C’est en 1928 que Maurice Martenot présente sa nouvelle invention : l’un des tous premiers instruments électroniques du XXe siècle. Opérateur radio français pendant la Première Guerre mondiale, il avait remarqué comme des « hululements sinusoïdaux » qui perturbaient souvent les fréquences radio : des sons provoqués lorsque les ondes de deux oscillateurs – des circuits électroniques générant un signal périodique – se chevauchaient.

C’est ce processus que Martenot a imité dans son nouvel instrument. À cet égard, on peut considérer les ondes Martenot comme le précurseur du synthétiseur contemporain, puisqu’il s’agit également pour le musicien de manipuler plusieurs oscillateurs afin de produire un son. À l’origine, les ondes Martenot se jouaient uniquement à l’aide d’un anneau sur un cordon, une technique de jeu permettant de créer des nuances particulièrement fines, facilitant par exemple le vibrato. En dépit de l’ajout ultérieur d’un clavier, Martenot, lui-même violoncelliste, considérait principalement son invention comme un instrument électronique à cordes.

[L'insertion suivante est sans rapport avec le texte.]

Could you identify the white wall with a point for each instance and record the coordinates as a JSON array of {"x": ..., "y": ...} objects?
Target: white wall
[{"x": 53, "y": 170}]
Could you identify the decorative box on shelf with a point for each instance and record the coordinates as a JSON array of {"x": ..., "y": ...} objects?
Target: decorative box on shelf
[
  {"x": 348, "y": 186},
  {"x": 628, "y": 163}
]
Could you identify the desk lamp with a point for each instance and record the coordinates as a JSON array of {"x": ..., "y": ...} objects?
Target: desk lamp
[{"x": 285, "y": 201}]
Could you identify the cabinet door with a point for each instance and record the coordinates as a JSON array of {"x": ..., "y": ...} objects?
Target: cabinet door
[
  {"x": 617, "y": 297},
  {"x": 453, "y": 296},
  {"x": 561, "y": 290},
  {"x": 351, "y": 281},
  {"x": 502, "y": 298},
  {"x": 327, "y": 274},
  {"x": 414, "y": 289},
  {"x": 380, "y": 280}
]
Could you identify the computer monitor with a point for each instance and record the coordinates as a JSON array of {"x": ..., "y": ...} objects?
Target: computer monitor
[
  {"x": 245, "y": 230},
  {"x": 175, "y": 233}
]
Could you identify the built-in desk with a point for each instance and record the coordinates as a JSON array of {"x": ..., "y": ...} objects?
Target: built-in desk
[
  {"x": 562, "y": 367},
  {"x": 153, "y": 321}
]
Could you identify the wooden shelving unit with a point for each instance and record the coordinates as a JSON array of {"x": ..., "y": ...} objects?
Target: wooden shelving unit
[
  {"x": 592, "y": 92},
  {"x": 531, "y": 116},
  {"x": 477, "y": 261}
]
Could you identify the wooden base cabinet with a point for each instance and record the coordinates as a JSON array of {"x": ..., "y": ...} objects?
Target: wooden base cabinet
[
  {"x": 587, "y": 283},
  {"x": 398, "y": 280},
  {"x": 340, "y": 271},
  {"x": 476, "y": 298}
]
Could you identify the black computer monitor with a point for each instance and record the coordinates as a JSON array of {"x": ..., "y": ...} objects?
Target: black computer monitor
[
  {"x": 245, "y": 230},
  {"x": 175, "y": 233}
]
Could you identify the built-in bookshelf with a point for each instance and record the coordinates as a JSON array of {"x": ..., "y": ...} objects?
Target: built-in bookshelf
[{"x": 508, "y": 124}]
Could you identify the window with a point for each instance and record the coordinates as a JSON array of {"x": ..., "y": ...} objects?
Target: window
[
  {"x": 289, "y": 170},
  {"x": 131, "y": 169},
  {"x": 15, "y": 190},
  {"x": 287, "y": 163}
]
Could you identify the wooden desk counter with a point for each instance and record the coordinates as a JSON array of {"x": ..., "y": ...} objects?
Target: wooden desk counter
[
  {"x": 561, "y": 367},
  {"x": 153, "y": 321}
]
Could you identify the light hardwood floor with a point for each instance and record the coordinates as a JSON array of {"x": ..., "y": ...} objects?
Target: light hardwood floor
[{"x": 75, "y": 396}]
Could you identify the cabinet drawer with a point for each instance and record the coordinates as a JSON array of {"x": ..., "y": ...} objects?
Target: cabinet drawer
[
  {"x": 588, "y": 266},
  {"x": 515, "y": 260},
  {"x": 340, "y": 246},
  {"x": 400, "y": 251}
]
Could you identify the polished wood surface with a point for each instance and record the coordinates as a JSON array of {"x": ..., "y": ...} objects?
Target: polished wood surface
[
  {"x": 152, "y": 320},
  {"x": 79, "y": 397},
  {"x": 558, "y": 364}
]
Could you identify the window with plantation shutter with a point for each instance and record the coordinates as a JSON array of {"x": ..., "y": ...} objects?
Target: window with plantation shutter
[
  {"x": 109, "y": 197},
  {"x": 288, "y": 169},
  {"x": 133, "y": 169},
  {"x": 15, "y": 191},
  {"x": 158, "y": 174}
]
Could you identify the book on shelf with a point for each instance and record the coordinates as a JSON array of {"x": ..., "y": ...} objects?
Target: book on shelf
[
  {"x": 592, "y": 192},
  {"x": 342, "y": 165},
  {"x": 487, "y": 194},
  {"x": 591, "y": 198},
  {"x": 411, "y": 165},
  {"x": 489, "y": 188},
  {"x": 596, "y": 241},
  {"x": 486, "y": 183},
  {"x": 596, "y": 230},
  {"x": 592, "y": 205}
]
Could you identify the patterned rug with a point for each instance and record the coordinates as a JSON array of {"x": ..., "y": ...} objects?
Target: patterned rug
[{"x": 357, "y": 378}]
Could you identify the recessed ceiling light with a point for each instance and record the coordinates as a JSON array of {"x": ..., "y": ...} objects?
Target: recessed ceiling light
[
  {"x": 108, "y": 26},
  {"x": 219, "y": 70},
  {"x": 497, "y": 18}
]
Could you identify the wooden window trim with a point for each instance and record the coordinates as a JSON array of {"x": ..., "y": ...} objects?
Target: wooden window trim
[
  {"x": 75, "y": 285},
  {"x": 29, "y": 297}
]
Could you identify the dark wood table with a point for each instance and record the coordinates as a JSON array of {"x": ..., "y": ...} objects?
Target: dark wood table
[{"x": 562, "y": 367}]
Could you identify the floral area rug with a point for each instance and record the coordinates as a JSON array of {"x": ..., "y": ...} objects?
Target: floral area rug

Contrairement à de nombreux autres instruments électroniques créés à cette période, les ondes Martenot se sont solidement ancrées dans le répertoire musical, notamment grâce au compositeur Olivier Messiaen qui les a utilisées à maintes reprises dans ses œuvres. Yvonne Loriod – l’épouse de ce dernier – et sa sœur cadette Jeanne ont également joué un rôle important dans la popularité de l’instrument. Au cours de sa vie et de sa carrière, Jeanne Loriod est presque devenue synonyme d’ondes Martenot, comme a pu le constater le public bruxellois de la Monnaie en 1952 lors d’une production de… Jeanne d’Arc au bûcher.